La baronne rendit au comte son salut, accompagné d’un charmant sourire.
«Allons, dit Morcerf, je me sacrifie; je vous quitte et vais voir s’il n’y a pas moyen de lui parler.
– Allez dans sa loge; c’est bien simple.
– Mais je ne suis pas présenté.
– À qui?
– À la belle Grecque.
– C’est une esclave, dites-vous?
– Oui, mais vous prétendez, vous, que c’est une princesse… Non. J’espère que lorsqu’il me verra sortir il sortira.
– C’est possible. Allez!
– J’y vais.»
Morcerf salua et sortit. Effectivement, au moment où il passait devant la loge du comte, la porte s’ouvrit; le comte dit quelques mots en arabe à Ali, qui se tenait dans le corridor, et prit le bras de Morcerf.
Ali referma la porte, et se tint debout devant elle; il y avait dans le corridor un rassemblement autour du Nubien.
«En vérité, dit Monte-Cristo, votre Paris est une étrange ville, et vos Parisiens un singulier peuple. On dirait que c’est la première fois qu’ils voient un Nubien. Regardez-les donc se presser autour de ce pauvre Ali, qui ne sait pas ce que cela veut dire. Je vous réponds d’une chose, par exemple, c’est qu’un Parisien peut aller à Tunis, à Constantinople, à Bagdad ou au Caire, on ne fera pas cercle autour de lui.

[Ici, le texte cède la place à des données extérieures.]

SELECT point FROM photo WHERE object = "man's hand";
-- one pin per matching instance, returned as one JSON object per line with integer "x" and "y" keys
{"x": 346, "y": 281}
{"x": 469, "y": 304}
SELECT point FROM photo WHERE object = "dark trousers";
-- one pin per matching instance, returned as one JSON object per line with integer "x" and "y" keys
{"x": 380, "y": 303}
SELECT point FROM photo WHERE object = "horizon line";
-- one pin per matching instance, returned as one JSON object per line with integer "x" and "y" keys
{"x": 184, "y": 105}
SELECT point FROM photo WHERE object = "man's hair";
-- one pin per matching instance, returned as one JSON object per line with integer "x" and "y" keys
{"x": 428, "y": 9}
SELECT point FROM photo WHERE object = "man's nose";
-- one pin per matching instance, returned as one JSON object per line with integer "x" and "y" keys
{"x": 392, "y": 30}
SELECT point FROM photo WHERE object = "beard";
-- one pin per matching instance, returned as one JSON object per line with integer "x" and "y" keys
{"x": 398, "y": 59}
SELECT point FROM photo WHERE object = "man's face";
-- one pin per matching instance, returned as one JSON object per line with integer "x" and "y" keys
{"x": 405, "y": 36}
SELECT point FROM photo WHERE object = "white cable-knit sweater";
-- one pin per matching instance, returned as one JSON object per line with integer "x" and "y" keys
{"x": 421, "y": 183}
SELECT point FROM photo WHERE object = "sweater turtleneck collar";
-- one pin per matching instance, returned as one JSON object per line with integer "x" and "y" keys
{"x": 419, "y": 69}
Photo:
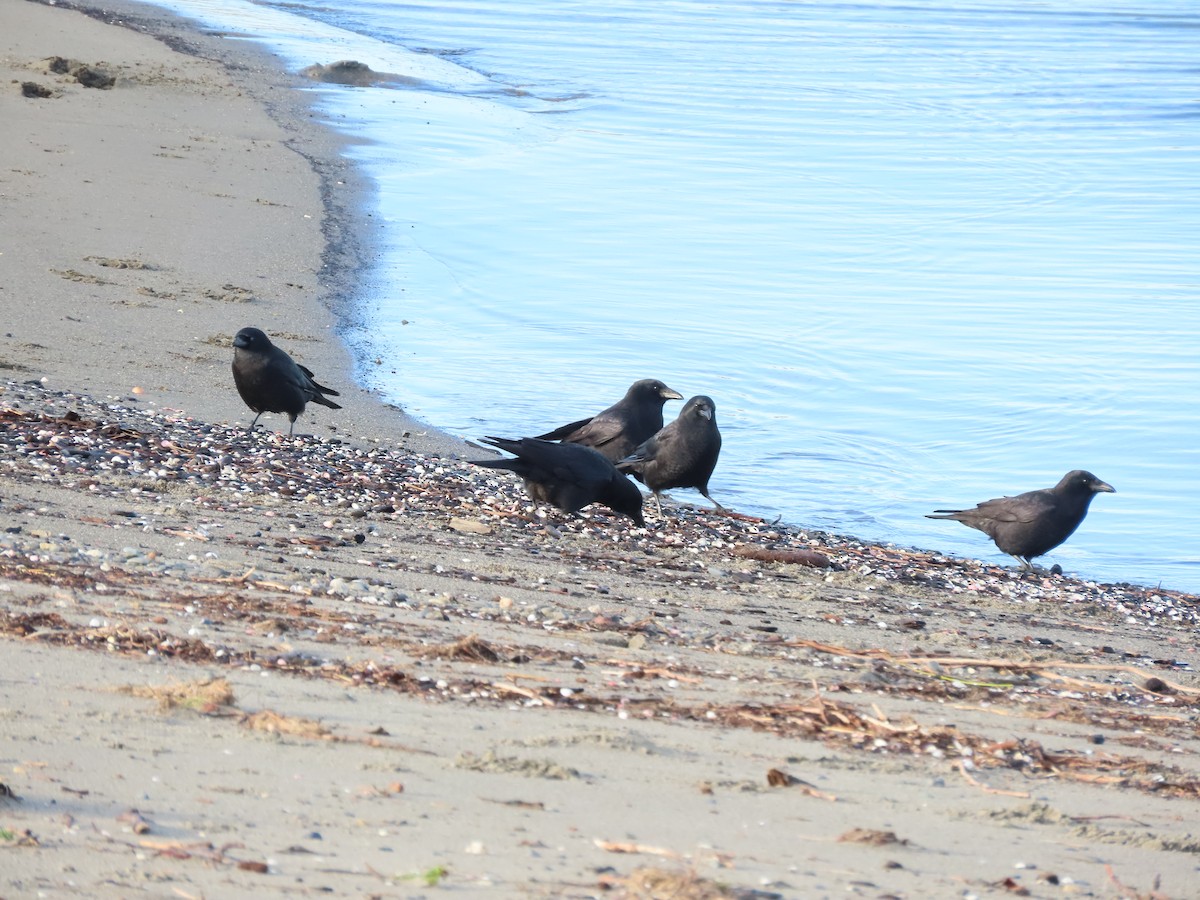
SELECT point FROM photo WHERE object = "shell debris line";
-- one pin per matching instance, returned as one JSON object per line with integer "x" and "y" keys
{"x": 349, "y": 561}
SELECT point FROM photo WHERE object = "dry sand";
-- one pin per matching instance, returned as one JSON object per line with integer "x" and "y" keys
{"x": 351, "y": 664}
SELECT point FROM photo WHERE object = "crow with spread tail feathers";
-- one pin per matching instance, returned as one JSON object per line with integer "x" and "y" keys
{"x": 617, "y": 430}
{"x": 270, "y": 381}
{"x": 1036, "y": 522}
{"x": 568, "y": 475}
{"x": 681, "y": 455}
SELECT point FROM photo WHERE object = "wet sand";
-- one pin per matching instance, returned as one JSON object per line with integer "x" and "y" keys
{"x": 353, "y": 664}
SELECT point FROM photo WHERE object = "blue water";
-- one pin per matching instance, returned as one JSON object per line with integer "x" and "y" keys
{"x": 919, "y": 253}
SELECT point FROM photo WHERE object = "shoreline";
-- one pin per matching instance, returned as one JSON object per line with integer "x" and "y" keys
{"x": 354, "y": 664}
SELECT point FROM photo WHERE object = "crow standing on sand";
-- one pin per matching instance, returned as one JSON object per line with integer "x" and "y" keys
{"x": 568, "y": 475}
{"x": 270, "y": 381}
{"x": 1035, "y": 522}
{"x": 681, "y": 455}
{"x": 616, "y": 431}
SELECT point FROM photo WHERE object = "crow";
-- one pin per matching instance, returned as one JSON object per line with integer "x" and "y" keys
{"x": 1036, "y": 522}
{"x": 616, "y": 431}
{"x": 568, "y": 475}
{"x": 681, "y": 455}
{"x": 270, "y": 381}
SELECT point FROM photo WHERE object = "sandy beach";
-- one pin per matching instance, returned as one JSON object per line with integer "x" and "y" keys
{"x": 351, "y": 664}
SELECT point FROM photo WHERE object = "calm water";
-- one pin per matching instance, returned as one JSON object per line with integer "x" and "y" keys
{"x": 921, "y": 253}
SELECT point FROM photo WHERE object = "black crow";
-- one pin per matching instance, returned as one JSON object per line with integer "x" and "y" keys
{"x": 1035, "y": 522}
{"x": 616, "y": 431}
{"x": 681, "y": 455}
{"x": 568, "y": 475}
{"x": 270, "y": 381}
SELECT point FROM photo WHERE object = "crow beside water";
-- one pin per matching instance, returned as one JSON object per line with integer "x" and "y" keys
{"x": 681, "y": 455}
{"x": 569, "y": 477}
{"x": 1035, "y": 522}
{"x": 270, "y": 381}
{"x": 619, "y": 429}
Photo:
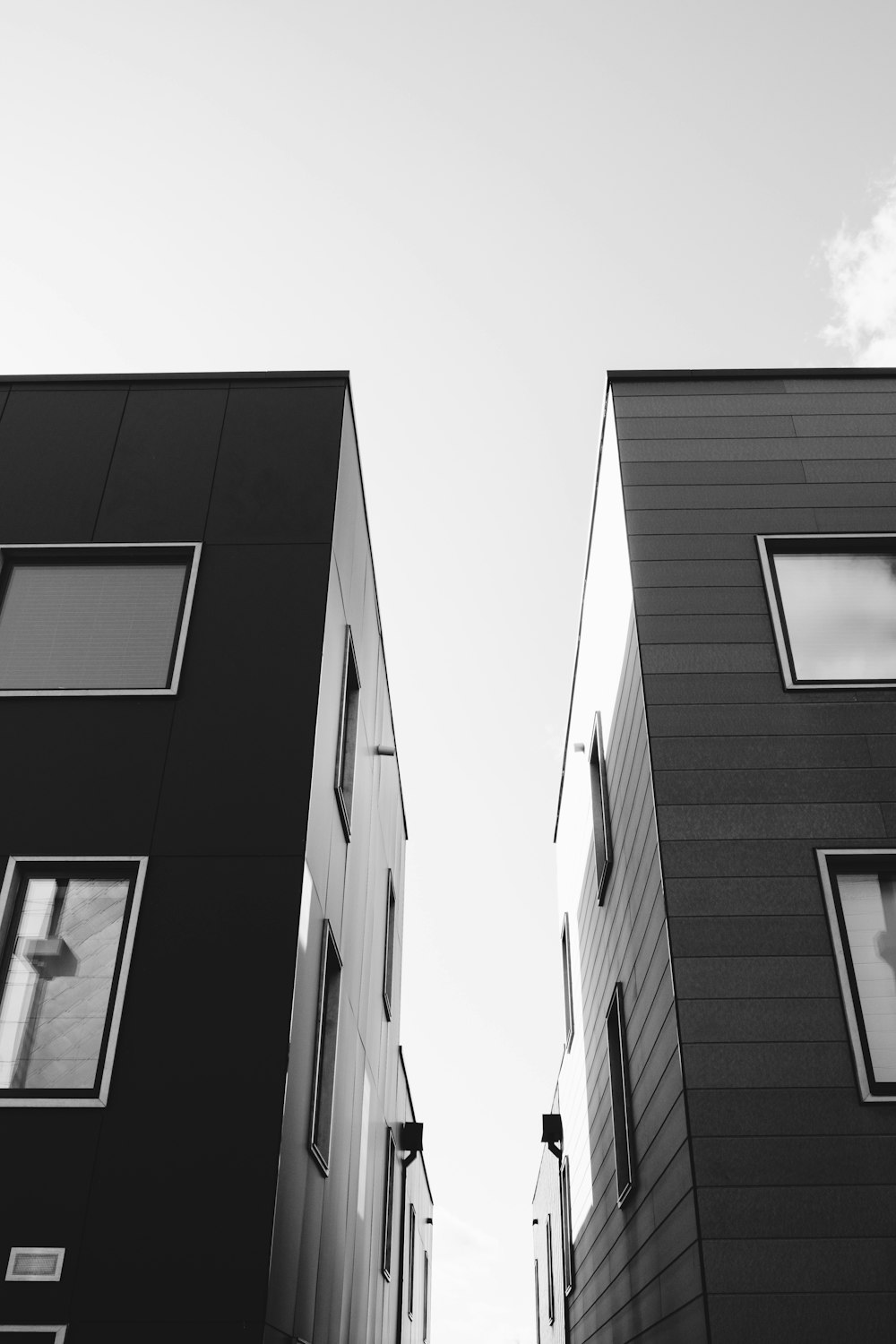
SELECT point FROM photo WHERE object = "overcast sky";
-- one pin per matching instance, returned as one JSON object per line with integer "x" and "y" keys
{"x": 477, "y": 209}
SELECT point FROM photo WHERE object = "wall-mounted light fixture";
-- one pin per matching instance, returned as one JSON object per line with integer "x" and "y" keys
{"x": 552, "y": 1134}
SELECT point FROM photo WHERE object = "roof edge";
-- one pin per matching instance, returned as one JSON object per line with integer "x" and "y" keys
{"x": 630, "y": 375}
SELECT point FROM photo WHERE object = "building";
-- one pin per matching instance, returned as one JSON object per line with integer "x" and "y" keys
{"x": 720, "y": 1153}
{"x": 207, "y": 1126}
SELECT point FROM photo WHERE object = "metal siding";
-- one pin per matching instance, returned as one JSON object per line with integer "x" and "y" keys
{"x": 748, "y": 780}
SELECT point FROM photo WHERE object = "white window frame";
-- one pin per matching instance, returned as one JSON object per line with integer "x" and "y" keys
{"x": 346, "y": 789}
{"x": 828, "y": 859}
{"x": 813, "y": 543}
{"x": 116, "y": 1007}
{"x": 600, "y": 806}
{"x": 35, "y": 1250}
{"x": 565, "y": 952}
{"x": 622, "y": 1136}
{"x": 90, "y": 548}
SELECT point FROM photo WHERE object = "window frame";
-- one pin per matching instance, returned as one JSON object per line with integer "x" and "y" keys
{"x": 328, "y": 945}
{"x": 619, "y": 1096}
{"x": 813, "y": 543}
{"x": 567, "y": 980}
{"x": 389, "y": 960}
{"x": 349, "y": 720}
{"x": 829, "y": 863}
{"x": 389, "y": 1203}
{"x": 37, "y": 1330}
{"x": 8, "y": 900}
{"x": 565, "y": 1228}
{"x": 185, "y": 551}
{"x": 599, "y": 809}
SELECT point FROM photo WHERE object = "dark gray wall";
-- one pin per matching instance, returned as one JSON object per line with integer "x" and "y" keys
{"x": 637, "y": 1268}
{"x": 796, "y": 1176}
{"x": 164, "y": 1199}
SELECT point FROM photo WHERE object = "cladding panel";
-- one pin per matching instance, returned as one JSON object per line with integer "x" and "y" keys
{"x": 750, "y": 779}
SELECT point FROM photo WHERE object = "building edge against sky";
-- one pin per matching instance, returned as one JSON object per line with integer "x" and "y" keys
{"x": 222, "y": 1168}
{"x": 726, "y": 1088}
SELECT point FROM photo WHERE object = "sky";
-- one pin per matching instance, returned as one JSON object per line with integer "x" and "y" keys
{"x": 477, "y": 209}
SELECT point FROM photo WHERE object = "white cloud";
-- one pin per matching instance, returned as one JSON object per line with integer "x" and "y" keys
{"x": 863, "y": 274}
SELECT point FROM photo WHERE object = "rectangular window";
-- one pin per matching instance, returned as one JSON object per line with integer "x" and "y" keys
{"x": 565, "y": 1225}
{"x": 860, "y": 897}
{"x": 567, "y": 980}
{"x": 390, "y": 945}
{"x": 411, "y": 1260}
{"x": 325, "y": 1048}
{"x": 833, "y": 607}
{"x": 66, "y": 935}
{"x": 104, "y": 620}
{"x": 387, "y": 1203}
{"x": 549, "y": 1258}
{"x": 538, "y": 1305}
{"x": 619, "y": 1096}
{"x": 599, "y": 809}
{"x": 347, "y": 734}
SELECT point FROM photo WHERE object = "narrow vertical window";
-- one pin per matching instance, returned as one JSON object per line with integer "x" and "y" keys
{"x": 390, "y": 945}
{"x": 347, "y": 736}
{"x": 567, "y": 978}
{"x": 66, "y": 932}
{"x": 860, "y": 895}
{"x": 565, "y": 1225}
{"x": 549, "y": 1257}
{"x": 619, "y": 1096}
{"x": 325, "y": 1048}
{"x": 599, "y": 811}
{"x": 387, "y": 1203}
{"x": 411, "y": 1257}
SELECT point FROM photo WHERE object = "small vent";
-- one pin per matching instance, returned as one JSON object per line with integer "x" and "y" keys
{"x": 35, "y": 1263}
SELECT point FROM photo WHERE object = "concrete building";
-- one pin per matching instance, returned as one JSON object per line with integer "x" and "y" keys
{"x": 207, "y": 1125}
{"x": 720, "y": 1155}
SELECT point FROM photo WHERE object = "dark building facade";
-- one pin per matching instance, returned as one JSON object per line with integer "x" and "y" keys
{"x": 727, "y": 874}
{"x": 203, "y": 1105}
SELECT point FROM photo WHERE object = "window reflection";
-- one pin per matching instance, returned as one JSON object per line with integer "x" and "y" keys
{"x": 868, "y": 903}
{"x": 58, "y": 968}
{"x": 840, "y": 615}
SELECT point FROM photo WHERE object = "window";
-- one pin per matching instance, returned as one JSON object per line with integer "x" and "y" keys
{"x": 619, "y": 1096}
{"x": 833, "y": 607}
{"x": 565, "y": 1225}
{"x": 325, "y": 1048}
{"x": 549, "y": 1250}
{"x": 94, "y": 620}
{"x": 32, "y": 1333}
{"x": 567, "y": 980}
{"x": 411, "y": 1258}
{"x": 599, "y": 811}
{"x": 347, "y": 736}
{"x": 860, "y": 895}
{"x": 35, "y": 1263}
{"x": 538, "y": 1305}
{"x": 390, "y": 945}
{"x": 66, "y": 933}
{"x": 387, "y": 1203}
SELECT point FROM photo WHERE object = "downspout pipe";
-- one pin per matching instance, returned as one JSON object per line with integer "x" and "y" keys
{"x": 411, "y": 1142}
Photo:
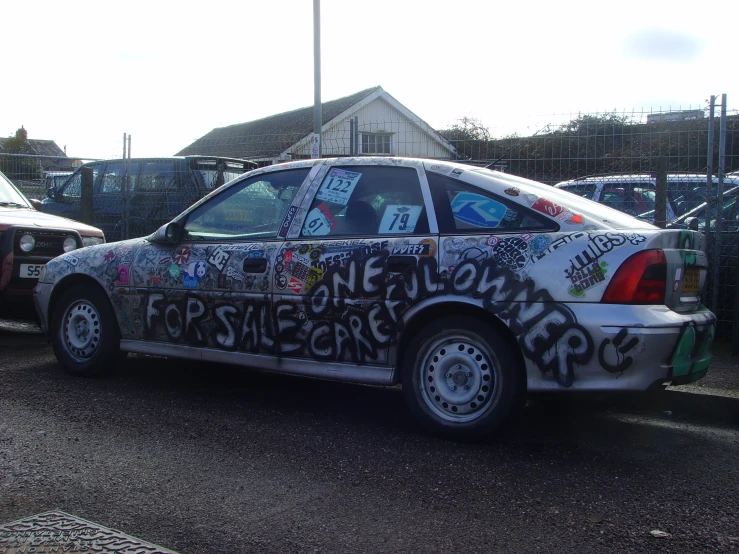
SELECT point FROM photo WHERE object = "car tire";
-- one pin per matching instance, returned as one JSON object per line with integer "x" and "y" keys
{"x": 85, "y": 333}
{"x": 461, "y": 379}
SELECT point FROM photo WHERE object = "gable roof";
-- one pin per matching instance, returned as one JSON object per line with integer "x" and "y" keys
{"x": 272, "y": 136}
{"x": 39, "y": 147}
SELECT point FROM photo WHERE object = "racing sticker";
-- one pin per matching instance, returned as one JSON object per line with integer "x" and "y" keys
{"x": 181, "y": 255}
{"x": 194, "y": 274}
{"x": 547, "y": 207}
{"x": 475, "y": 209}
{"x": 319, "y": 221}
{"x": 123, "y": 274}
{"x": 295, "y": 285}
{"x": 289, "y": 216}
{"x": 218, "y": 258}
{"x": 338, "y": 186}
{"x": 400, "y": 219}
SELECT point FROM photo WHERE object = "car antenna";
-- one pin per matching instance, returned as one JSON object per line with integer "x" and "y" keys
{"x": 492, "y": 165}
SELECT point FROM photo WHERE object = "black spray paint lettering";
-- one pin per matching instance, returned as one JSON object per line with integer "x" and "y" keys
{"x": 612, "y": 353}
{"x": 547, "y": 331}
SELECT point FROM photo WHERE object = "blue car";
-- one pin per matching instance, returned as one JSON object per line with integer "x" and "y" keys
{"x": 133, "y": 197}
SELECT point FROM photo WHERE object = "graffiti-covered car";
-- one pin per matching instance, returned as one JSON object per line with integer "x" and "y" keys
{"x": 468, "y": 286}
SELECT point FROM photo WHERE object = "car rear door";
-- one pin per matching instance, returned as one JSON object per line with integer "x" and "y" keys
{"x": 213, "y": 287}
{"x": 364, "y": 252}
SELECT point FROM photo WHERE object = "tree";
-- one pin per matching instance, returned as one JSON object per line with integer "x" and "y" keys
{"x": 19, "y": 167}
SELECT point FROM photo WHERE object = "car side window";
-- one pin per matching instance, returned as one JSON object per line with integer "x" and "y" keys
{"x": 157, "y": 176}
{"x": 254, "y": 208}
{"x": 367, "y": 200}
{"x": 461, "y": 208}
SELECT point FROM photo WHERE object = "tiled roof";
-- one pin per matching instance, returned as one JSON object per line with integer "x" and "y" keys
{"x": 38, "y": 147}
{"x": 272, "y": 135}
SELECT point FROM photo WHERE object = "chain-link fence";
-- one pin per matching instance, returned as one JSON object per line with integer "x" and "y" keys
{"x": 611, "y": 157}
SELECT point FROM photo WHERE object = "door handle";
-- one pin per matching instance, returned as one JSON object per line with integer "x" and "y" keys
{"x": 255, "y": 265}
{"x": 401, "y": 264}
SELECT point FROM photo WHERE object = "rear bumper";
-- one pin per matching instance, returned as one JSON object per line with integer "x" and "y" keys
{"x": 624, "y": 348}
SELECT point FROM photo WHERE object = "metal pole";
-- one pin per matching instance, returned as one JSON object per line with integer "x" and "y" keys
{"x": 710, "y": 202}
{"x": 124, "y": 207}
{"x": 316, "y": 150}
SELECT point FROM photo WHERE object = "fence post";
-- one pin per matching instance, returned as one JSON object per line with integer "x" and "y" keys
{"x": 660, "y": 205}
{"x": 86, "y": 195}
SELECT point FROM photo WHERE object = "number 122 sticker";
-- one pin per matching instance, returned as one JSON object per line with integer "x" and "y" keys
{"x": 338, "y": 186}
{"x": 400, "y": 219}
{"x": 319, "y": 221}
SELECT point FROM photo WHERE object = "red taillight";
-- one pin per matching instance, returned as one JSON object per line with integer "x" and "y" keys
{"x": 641, "y": 279}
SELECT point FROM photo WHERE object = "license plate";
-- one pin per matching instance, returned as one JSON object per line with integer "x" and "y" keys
{"x": 690, "y": 283}
{"x": 30, "y": 271}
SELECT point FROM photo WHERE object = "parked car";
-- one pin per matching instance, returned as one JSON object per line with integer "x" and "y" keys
{"x": 133, "y": 197}
{"x": 54, "y": 179}
{"x": 468, "y": 286}
{"x": 29, "y": 239}
{"x": 726, "y": 277}
{"x": 636, "y": 194}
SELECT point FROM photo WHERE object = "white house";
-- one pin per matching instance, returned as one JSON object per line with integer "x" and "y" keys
{"x": 369, "y": 122}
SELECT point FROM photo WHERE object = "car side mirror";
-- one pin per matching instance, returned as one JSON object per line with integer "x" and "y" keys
{"x": 169, "y": 233}
{"x": 692, "y": 223}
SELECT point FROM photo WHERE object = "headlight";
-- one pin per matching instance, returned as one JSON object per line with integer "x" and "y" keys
{"x": 92, "y": 241}
{"x": 69, "y": 244}
{"x": 27, "y": 243}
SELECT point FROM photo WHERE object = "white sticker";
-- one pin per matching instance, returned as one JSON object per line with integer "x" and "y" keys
{"x": 319, "y": 221}
{"x": 400, "y": 219}
{"x": 338, "y": 186}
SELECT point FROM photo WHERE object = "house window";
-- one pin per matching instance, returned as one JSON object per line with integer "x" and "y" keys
{"x": 376, "y": 143}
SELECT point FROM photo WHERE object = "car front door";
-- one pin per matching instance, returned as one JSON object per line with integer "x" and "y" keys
{"x": 363, "y": 253}
{"x": 213, "y": 287}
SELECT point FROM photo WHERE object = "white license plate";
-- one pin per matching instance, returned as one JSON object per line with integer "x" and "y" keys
{"x": 30, "y": 271}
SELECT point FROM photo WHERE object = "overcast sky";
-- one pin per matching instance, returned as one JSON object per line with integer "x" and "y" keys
{"x": 83, "y": 73}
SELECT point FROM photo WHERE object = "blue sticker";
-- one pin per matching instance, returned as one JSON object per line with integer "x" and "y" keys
{"x": 289, "y": 216}
{"x": 477, "y": 210}
{"x": 193, "y": 274}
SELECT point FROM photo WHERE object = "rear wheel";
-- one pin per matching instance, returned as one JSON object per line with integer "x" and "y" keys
{"x": 461, "y": 379}
{"x": 86, "y": 337}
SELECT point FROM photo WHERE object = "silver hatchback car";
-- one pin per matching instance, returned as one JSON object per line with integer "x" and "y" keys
{"x": 469, "y": 287}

– C’est que vos Orientaux sont des gens sensés, et qu’ils ne regardent que ce qui vaut la peine d’être vu; mais croyez-moi, Ali ne jouit de cette popularité que parce qu’il vous appartient, et qu’en ce moment vous êtes l’homme à la mode.
– Vraiment! et qui me vaut cette faveur?
– Parbleu! vous-même. Vous donnez des attelages de mille louis; vous sauvez la vie à des femmes de procureur du roi; vous faites courir, sous le nom de major Brack, des chevaux pur sang et des jockeys gros comme des ouistitis; enfin, vous gagnez des coupes d’or, et vous les envoyez aux jolies femmes.
– Et qui diable vous a conté toutes ces folies?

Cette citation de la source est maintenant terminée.